To do this, in the fragment shader, I need to know how big each 'cell' is in the destination texture, which will be destination.width / source.width
. I know source width from _MainTex_TexelSize.z
and this works as expected. I thought I could use _ScreenParams.x
to get the target width, but _ScreenParams actually has the value the dimensions of Editor game view width, not the target RenderTexture dimensions.
I can just pass in the target RenderTexture dimensions as a property to the shader, and that will solve my problem, but is there any way of getting the actual RenderTexture dimensions in a similar way to _ScreenParams from inside the shader?

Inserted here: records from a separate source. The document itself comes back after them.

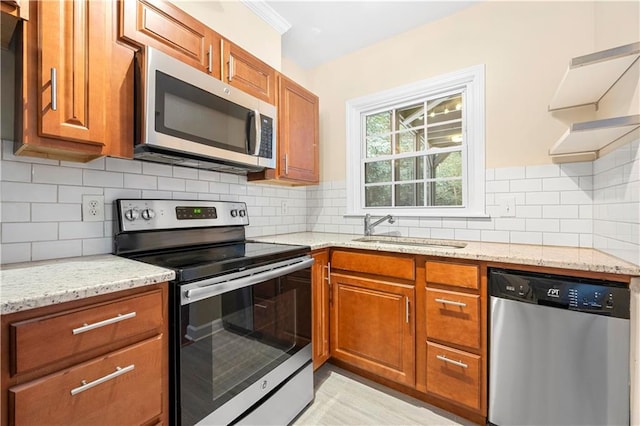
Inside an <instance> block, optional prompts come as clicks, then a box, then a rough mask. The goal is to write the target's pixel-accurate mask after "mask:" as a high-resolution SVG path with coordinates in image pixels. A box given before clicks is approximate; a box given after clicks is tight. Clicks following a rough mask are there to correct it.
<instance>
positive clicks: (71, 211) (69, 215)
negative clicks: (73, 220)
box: [31, 203, 82, 222]
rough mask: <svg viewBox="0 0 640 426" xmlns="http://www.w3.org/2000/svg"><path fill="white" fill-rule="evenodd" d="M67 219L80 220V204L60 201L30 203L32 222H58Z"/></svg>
mask: <svg viewBox="0 0 640 426" xmlns="http://www.w3.org/2000/svg"><path fill="white" fill-rule="evenodd" d="M63 220H64V221H67V220H82V207H81V205H80V204H62V203H32V204H31V221H32V222H60V221H63Z"/></svg>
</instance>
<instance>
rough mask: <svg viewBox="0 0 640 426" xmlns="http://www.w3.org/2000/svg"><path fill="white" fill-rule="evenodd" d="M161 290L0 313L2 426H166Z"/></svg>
mask: <svg viewBox="0 0 640 426" xmlns="http://www.w3.org/2000/svg"><path fill="white" fill-rule="evenodd" d="M167 318H168V299H167V285H166V284H156V285H152V286H148V287H144V288H141V289H135V290H126V291H122V292H116V293H112V294H109V295H103V296H96V297H92V298H88V299H82V300H79V301H74V302H67V303H63V304H59V305H52V306H47V307H43V308H36V309H32V310H27V311H22V312H17V313H14V314H10V315H3V316H2V317H0V319H1V326H2V328H1V330H0V339H1V341H0V343H1V349H2V354H3V356H2V359H1V360H0V366H1V369H0V373H1V374H0V380H1V383H2V385H1V389H2V398H1V401H2V403H1V404H2V405H1V408H2V409H1V410H0V412H1V413H2V415H1V417H0V424H2V425H42V424H64V425H87V424H91V425H115V424H117V425H140V424H158V423H160V424H167V423H168V407H169V405H168V403H169V396H168V342H167V332H168V329H167V327H168V319H167Z"/></svg>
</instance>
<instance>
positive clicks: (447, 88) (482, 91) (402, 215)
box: [346, 65, 488, 217]
mask: <svg viewBox="0 0 640 426" xmlns="http://www.w3.org/2000/svg"><path fill="white" fill-rule="evenodd" d="M484 68H485V67H484V65H475V66H472V67H469V68H465V69H462V70H458V71H455V72H452V73H448V74H444V75H440V76H437V77H433V78H429V79H426V80H422V81H418V82H415V83H411V84H408V85H405V86H401V87H396V88H394V89H390V90H385V91H382V92H378V93H374V94H371V95H367V96H363V97H360V98H356V99H351V100H349V101H347V103H346V112H347V117H346V126H347V143H346V145H347V147H346V148H347V156H346V160H347V164H346V167H347V210H346V216H364V215H365V214H367V213H370V214H371V215H373V216H378V215H380V216H384V215H387V214H393V215H396V216H408V217H416V216H417V217H421V216H429V217H488V215H487V214H486V213H485V156H484V151H485V81H484ZM460 89H462V90H464V93H465V94H464V96H465V109H466V110H465V113H466V117H467V119H466V128H465V129H463V131H464V135H465V138H466V139H465V142H466V143H465V147H464V148H463V151H462V155H463V159H464V157H465V156H466V168H465V167H463V170H462V179H463V187H464V193H463V205H462V206H444V207H443V206H434V207H410V208H407V207H393V206H387V207H365V206H364V170H363V161H362V159H363V156H364V155H365V153H364V144H363V142H362V141H363V136H362V135H363V134H364V132H365V127H364V126H365V120H364V117H365V116H366V115H367V114H370V113H373V112H376V111H382V110H385V109H392V108H394V107H397V106H398V105H403V104H404V105H407V104H408V103H411V102H414V101H416V102H420V101H422V100H423V99H424V98H426V97H427V96H432V95H434V94H438V93H446V92H451V91H452V90H460ZM463 161H464V160H463Z"/></svg>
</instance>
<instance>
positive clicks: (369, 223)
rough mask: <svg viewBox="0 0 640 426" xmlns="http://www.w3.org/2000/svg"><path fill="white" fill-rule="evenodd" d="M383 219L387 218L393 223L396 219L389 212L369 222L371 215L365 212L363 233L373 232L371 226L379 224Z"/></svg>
mask: <svg viewBox="0 0 640 426" xmlns="http://www.w3.org/2000/svg"><path fill="white" fill-rule="evenodd" d="M385 220H388V221H389V223H394V222H395V221H396V220H395V219H394V218H393V216H391V215H390V214H388V215H386V216H385V217H383V218H382V219H378V220H376V221H375V222H373V223H371V215H370V214H369V213H367V214H366V215H364V235H365V236H367V237H368V236H370V235H371V234H372V233H373V228H375V227H376V226H378V225H380V224H381V223H382V222H384V221H385Z"/></svg>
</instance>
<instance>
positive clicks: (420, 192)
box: [396, 183, 424, 207]
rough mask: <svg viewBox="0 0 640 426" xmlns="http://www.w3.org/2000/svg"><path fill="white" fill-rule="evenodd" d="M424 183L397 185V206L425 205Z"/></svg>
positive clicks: (396, 205) (396, 189)
mask: <svg viewBox="0 0 640 426" xmlns="http://www.w3.org/2000/svg"><path fill="white" fill-rule="evenodd" d="M423 205H424V184H423V183H403V184H399V185H396V206H410V207H415V206H423Z"/></svg>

In theory, if you really needed to find the dimensions of the destination RT without passing them in yourself, you could use partial derivatives, i.e.
//Where zw is the destination's dimensions, and xy are the distance between texels
float4 texelSize;
texelSize.xy = abs (float2 (ddx (i.uv.x), ddy (i.uv.y)));
texelSize.zw = 1.0 / texelSize.xy;
It won't be as precise as the original, and I don't see a reason why you shouldn't be able to just pass in the texture's dimensions, but it should work.
No, sorry. I'm doing things a bit differently now - basically I just create the target render texture at the size it needs to be, then pass in the 'cell' size and the 'gap' size to the shader as properties, so I don't really need to worry about the target texture width in the shader.